RLAC is robust to noisy validation, maintaining performance where reward-model methods degrade due to reward hacking.

Implementation Considerations

• Validator Design: RLAC's effectiveness depends on reliable, domain-specific validators. For factuality, FactScore is used; for code, reference solutions and test-case execution are required.
• Critic Adaptation: Dynamic, adversarial critic training is essential to prevent generator exploitation and maintain supervision quality.
• Resource Efficiency: RLAC reduces verification cost by focusing on high-risk failure modes, enabling practical scaling to long-form or complex tasks.
• Algorithm Choice: RLAC is compatible with any RL policy optimization method; DPO is preferred for stability and simplicity.

Implications and Future Directions

RLAC generalizes to any domain where outputs must satisfy multiple, potentially unenumerable rubrics, including story generation, scientific writing, and agent planning. By adversarially selecting the most informative rubric for verification, RLAC makes RL post-training feasible for tasks previously intractable due to combinatorial rubric explosion or lack of universal reward functions.

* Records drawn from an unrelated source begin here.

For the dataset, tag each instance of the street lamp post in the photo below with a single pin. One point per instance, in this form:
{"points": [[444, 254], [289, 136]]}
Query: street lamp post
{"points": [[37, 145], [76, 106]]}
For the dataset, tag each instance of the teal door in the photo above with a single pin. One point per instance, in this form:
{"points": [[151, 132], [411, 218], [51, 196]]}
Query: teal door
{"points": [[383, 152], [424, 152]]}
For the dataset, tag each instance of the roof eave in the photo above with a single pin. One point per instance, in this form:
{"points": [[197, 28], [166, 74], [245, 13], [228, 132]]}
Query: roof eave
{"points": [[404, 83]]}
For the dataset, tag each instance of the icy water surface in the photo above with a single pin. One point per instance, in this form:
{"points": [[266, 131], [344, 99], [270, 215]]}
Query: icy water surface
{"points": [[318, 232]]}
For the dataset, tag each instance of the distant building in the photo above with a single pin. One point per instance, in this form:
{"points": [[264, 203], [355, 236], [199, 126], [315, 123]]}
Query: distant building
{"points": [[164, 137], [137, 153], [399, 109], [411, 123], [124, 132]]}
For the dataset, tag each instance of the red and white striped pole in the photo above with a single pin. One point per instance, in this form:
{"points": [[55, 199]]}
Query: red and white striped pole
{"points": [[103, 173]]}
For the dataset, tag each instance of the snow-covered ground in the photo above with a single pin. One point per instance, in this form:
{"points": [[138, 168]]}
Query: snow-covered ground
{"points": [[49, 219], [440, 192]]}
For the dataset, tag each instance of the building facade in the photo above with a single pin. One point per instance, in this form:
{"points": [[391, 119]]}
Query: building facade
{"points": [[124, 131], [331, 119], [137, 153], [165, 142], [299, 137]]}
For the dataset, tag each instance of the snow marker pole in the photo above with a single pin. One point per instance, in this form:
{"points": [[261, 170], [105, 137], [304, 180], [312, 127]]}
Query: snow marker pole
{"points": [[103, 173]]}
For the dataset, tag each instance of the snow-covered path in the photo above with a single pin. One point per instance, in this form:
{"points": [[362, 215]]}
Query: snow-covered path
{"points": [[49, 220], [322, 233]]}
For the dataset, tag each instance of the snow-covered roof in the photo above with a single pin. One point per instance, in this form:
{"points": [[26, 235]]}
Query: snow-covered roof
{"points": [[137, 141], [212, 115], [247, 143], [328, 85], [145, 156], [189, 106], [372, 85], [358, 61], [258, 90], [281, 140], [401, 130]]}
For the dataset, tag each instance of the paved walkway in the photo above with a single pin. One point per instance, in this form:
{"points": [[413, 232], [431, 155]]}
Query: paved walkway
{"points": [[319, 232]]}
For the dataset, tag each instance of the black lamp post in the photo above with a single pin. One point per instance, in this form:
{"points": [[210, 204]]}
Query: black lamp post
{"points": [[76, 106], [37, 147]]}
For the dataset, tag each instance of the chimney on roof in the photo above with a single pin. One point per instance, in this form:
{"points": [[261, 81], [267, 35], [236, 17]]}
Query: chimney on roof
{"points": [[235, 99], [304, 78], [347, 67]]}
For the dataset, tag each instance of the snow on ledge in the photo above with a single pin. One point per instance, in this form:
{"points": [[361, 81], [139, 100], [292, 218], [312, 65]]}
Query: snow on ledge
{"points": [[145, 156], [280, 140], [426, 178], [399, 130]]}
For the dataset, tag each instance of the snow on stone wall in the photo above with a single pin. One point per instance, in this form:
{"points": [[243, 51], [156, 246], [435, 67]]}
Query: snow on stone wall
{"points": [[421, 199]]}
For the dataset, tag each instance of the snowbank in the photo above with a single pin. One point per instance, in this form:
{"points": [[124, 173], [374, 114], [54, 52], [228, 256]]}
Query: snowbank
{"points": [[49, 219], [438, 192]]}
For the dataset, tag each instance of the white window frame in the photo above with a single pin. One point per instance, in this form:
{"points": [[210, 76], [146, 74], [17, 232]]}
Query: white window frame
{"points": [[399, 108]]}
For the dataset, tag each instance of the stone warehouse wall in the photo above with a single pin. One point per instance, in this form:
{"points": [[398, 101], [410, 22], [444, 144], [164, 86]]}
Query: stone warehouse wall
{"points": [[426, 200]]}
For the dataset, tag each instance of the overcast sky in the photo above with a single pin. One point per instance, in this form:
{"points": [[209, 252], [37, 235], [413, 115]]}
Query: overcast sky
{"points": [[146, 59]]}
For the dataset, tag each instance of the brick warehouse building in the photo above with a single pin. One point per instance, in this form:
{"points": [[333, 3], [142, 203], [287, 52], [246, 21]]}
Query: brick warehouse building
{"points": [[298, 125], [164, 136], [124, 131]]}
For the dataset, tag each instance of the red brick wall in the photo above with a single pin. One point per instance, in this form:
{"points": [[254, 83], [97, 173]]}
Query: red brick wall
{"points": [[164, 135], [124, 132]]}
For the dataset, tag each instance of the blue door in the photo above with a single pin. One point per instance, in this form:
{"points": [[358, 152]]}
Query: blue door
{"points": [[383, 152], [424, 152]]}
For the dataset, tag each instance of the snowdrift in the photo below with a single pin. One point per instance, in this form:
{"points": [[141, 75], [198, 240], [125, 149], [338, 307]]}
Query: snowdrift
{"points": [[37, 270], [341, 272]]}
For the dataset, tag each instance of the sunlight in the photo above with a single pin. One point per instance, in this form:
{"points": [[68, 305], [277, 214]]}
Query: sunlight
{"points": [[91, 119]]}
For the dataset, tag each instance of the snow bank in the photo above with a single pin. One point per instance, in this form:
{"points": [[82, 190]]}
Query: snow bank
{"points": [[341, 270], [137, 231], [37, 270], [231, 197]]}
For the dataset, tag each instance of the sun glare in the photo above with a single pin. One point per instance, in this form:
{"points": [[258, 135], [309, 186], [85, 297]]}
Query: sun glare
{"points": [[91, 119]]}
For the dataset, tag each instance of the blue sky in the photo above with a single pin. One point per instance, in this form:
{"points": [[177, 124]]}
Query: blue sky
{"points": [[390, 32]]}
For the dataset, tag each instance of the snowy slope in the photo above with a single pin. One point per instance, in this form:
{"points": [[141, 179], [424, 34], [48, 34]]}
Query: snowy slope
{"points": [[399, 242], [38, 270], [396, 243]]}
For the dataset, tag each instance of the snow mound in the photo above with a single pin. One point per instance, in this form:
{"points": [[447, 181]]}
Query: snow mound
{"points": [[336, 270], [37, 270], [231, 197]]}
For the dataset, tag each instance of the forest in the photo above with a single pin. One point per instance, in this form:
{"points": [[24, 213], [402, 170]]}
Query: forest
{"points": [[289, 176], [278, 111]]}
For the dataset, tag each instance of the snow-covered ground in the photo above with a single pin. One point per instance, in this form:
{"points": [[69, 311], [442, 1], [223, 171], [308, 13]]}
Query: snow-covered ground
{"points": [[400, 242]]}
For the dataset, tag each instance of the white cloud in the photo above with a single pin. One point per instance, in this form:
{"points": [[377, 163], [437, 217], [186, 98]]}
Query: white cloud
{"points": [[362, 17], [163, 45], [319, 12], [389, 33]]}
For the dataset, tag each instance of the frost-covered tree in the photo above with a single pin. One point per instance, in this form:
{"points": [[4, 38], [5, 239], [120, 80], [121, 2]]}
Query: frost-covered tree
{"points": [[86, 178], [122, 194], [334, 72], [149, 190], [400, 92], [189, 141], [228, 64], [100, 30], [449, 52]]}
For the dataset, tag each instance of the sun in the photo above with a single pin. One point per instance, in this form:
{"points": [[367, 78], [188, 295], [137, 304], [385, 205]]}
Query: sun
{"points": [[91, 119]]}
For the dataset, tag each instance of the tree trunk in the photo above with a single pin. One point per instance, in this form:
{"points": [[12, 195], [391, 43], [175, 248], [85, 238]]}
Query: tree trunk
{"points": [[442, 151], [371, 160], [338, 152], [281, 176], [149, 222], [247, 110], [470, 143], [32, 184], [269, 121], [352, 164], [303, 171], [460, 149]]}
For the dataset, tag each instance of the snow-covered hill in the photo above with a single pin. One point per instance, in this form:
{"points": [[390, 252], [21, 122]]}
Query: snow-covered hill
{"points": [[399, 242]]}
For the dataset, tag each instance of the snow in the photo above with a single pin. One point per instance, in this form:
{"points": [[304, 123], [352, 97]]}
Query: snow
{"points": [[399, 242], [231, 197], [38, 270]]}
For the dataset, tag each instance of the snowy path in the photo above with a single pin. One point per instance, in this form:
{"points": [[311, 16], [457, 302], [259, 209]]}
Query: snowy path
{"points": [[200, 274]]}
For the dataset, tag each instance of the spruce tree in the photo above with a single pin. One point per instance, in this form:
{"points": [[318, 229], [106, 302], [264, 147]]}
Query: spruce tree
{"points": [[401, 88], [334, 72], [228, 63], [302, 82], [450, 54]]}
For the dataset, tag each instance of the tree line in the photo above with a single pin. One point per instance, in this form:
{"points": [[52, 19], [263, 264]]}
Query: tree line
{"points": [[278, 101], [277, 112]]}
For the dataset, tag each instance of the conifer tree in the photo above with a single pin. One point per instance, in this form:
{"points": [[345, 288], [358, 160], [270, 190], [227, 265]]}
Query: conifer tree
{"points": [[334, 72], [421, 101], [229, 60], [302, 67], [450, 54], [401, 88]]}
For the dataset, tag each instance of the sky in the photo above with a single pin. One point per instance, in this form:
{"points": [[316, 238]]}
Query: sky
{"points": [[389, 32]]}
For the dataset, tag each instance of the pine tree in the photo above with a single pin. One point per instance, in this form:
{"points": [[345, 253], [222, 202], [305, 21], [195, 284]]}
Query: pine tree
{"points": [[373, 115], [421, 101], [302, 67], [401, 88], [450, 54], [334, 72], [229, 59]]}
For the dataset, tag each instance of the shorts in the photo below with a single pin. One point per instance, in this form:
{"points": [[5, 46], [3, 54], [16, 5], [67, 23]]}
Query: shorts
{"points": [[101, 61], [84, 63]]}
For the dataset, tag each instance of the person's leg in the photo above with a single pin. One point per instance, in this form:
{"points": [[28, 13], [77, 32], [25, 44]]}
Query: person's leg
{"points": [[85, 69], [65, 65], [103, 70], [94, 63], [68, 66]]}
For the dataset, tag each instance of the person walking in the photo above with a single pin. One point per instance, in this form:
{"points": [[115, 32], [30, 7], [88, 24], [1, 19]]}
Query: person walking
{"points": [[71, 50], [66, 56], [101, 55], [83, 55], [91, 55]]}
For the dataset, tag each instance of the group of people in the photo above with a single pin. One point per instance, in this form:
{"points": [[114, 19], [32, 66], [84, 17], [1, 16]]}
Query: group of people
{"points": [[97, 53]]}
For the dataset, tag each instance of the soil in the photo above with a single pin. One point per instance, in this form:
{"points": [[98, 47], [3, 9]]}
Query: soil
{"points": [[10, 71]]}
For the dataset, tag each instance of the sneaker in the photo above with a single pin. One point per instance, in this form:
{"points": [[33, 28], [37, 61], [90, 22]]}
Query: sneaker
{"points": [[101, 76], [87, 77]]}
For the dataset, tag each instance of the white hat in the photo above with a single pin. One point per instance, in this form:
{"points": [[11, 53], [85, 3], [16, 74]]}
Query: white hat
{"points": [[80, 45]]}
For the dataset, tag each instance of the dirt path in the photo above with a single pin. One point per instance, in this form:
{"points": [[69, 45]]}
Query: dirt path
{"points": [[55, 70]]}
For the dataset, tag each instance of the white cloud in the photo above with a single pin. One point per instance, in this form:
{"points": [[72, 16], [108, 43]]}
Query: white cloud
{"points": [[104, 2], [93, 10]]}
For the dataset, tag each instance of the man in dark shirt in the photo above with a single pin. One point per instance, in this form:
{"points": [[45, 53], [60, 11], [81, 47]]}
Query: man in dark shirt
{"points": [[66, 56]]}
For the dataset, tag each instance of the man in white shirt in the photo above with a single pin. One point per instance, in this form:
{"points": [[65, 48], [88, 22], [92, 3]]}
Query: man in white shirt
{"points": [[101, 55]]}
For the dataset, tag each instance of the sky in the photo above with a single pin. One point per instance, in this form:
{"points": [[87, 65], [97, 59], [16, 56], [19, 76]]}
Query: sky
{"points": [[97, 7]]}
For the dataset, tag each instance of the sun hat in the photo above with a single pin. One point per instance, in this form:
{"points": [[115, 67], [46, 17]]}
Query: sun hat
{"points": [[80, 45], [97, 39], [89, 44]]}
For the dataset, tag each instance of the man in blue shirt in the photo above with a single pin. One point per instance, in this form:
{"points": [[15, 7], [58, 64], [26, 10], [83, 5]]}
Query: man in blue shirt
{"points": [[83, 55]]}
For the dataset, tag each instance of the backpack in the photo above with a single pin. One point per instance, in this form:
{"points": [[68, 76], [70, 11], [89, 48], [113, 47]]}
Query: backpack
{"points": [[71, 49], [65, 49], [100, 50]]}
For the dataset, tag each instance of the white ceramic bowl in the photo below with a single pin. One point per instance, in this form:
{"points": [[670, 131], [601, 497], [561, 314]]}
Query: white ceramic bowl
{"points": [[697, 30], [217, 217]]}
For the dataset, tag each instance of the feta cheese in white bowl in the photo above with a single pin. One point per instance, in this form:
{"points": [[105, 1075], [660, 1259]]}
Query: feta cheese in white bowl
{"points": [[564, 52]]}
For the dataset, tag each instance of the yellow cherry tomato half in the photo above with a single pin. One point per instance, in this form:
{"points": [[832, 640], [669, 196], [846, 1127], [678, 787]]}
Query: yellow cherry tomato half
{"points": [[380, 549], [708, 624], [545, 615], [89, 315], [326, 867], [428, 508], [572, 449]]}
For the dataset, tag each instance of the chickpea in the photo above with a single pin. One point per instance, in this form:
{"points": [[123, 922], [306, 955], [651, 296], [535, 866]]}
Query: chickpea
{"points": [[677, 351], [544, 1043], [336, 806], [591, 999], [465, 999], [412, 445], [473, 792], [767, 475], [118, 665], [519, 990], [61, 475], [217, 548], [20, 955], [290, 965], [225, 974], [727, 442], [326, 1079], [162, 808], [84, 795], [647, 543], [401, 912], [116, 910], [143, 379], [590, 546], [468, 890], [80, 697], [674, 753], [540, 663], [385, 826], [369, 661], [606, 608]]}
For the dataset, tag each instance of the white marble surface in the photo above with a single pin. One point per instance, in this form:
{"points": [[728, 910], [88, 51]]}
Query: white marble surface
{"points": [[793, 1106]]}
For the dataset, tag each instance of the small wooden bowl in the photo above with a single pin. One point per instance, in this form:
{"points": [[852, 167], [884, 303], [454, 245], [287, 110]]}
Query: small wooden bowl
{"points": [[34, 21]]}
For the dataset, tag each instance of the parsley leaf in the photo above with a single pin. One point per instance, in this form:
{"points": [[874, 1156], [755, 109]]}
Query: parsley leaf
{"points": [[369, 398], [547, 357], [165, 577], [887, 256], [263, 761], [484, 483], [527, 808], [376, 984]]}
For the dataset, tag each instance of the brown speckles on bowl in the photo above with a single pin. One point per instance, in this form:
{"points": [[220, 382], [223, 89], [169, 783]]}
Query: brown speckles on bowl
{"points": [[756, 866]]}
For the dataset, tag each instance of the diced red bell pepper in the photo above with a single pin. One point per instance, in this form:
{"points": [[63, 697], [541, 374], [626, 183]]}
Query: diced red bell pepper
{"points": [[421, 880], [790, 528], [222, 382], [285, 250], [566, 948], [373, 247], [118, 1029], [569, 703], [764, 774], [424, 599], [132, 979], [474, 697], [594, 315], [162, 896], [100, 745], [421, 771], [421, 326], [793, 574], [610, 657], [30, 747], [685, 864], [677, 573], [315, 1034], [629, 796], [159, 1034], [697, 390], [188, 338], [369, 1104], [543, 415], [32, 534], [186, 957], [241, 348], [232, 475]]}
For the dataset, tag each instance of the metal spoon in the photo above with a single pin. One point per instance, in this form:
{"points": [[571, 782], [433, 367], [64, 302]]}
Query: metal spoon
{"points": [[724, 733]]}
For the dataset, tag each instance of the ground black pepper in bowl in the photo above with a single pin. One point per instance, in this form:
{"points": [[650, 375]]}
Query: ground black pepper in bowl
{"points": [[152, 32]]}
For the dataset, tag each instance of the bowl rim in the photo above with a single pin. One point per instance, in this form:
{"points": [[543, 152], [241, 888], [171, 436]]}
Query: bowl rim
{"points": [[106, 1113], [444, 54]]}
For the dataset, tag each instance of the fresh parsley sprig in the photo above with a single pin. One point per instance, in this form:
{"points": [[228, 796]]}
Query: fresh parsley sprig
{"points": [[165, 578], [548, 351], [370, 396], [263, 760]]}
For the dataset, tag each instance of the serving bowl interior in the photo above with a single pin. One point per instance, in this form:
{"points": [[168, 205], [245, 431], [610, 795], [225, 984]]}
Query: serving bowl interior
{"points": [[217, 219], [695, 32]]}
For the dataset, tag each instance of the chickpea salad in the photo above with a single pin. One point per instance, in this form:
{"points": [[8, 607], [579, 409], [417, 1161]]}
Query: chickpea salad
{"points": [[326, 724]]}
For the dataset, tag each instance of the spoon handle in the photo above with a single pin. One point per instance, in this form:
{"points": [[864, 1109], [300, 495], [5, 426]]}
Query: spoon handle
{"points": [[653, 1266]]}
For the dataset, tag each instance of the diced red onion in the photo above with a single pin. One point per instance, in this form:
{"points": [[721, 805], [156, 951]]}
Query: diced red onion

Potential future developments include:

• Integration with more sophisticated validators (e.g., retrieval-augmented or multi-modal).
• Extension to multi-agent or multi-critic settings for richer supervision.
• Application to safety-critical domains where exhaustive verification is impossible.

Conclusion

RLAC introduces a scalable, adversarial RL post-training paradigm for free-form generation tasks, leveraging a learned critic and external validator to provide prompt-specific, verifiable, and efficient supervision. Empirical results demonstrate superior factuality and correctness with reduced verification cost, and ablation studies confirm the necessity of dynamic critic adaptation and reliable validation. RLAC is broadly applicable to open-ended generation tasks and represents a practical solution to the challenge of scalable RL post-training in the presence of diverse evaluation rubrics.